We have two choices. The first option is to quit. This is no small move for professionals who have dedicated years tothe NHS, but it is the easier option. Surveys suggest that more than 70 percent of doctors are considering this option right now, leading shadow Health Secretary Heidi Alexander to call Jeremy Hunt”the recruiting sergeant” for the Australian health service. Quitting will be the option chosen by doctors acting solely with their individual interests in mind, since it will free them from the morass of the current contract fiasco, without helping to address the root problem.

The second option is to resist. This is the braver and more difficult option of the two. What would resistance look like? It would require collective action — a unified movement leading to the only one possible outcome that we could fairly describe as a victory. Namely, we must demand that the government openly commit to the one and only principle that can save the NHS: that our health service should be publicly owned, publicly run and publicly accountable.

What Jeremy Hunt, the Department of Health and the managers at NHS England forget is that while they can talk of “imposing” a contract on us, the truth is that it is us NHS workers who actually wield the real force here. We are the NHS, and our labor is what drives it. We do not have to take the Department of Health’s announcement of “imposition” as the final word here. They can threaten us, they can misrepresent us, but what the government cannot do is run the service. Those of us brave enough to choose to resist the privatization agenda being imposed on us must stay united, stay strong and stay confident in the knowledge that we have the public on our side and the power in our hands.

Bad Strikes, Good Strikes

We should be more cognizant of the efficacy of strike action, since UK doctors have successfully threatened to strike before. In 1948, when the NHS was formed, senior doctors were concerned that they would earn less working for the NHS than working in their private clinics. Aneurin Bevan, the minister of health who spearheaded the establishment of the NHS, was facing the threat of industrial action from the British Medical Association (BMA) in response to the proposed NHS salary schemes. The result of this conflict was the infamous “Consultants’ Contract,” which allowed NHS consultants the right to do private work alongside NHS work.

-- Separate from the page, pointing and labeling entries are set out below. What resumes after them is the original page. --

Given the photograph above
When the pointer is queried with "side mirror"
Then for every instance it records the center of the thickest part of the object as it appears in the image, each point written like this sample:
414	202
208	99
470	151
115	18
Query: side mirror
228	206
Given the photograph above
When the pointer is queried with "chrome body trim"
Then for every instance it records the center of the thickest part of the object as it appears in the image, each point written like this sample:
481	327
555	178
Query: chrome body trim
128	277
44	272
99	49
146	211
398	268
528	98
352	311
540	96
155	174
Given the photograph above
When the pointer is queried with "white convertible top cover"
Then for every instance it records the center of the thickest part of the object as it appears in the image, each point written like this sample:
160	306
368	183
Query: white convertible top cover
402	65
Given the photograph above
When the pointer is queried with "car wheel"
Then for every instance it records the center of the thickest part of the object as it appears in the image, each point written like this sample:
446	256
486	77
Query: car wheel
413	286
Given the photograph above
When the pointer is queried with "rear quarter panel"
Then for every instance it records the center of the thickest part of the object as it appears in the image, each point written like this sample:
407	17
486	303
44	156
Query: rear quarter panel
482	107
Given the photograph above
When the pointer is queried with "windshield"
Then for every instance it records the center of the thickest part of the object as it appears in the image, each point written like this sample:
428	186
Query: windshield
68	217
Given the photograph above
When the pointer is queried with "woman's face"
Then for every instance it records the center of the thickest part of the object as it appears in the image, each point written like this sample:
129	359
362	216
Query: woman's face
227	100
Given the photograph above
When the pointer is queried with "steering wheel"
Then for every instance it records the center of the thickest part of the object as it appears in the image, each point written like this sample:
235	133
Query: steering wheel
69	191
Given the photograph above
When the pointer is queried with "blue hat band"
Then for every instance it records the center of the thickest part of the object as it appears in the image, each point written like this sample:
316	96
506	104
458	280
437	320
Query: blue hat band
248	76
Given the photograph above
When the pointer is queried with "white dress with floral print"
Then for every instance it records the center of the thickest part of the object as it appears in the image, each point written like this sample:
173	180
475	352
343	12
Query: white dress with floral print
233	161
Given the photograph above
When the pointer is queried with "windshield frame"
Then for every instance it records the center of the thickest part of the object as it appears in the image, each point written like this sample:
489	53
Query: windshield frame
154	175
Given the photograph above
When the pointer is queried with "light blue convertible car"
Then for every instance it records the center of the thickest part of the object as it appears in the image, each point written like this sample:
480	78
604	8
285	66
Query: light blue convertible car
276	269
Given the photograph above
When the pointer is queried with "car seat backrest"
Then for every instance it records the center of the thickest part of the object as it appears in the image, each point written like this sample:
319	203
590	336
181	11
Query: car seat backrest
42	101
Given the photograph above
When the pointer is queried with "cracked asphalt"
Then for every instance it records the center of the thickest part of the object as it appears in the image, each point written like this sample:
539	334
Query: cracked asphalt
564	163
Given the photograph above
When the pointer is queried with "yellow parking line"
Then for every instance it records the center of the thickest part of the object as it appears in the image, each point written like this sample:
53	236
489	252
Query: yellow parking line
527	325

Thus, it was strike action by the BMA that first opened up the NHS to private interests. Could it now be used to fight it off? Our generation of doctors now has the opportunity to make good for the BMA’s past sins. We can use strike action — a tactic employed by our forebears at the birth of the NHS for selfish reasons — for the common good, toprevent the NHS meeting its demise.

Inspiring a Movement

Could the current cohort of junior doctors pull off such a feat? I think the answer is yes. Our generation is quite different from the one that struck for selfish motives. The medical workforce is much more diverse now, in terms of class, gender and race. This means we resemble the public more than we did, and so are more likely to act in the public’s interests. But this is only possible if enough doctors of conscience remain in the country to throw their weight behind the movement.

In short, junior doctors could save the NHS, but it will require us, en masse, to choose option two: Resist. Only through ongoing strikes — perhaps triggering a series of other strikes and protests by nurses and other health workers, uniting in opposition to the destruction of the NHS — can we force the government to put a halt to privatization. In Peru, El Salvador and Portugal, what started as doctors’ strikes inspired entire nations and became broader movements involving all types of health workers, rising up to resist neoliberal reforms. Could the same happen in theUK? The choice is ours.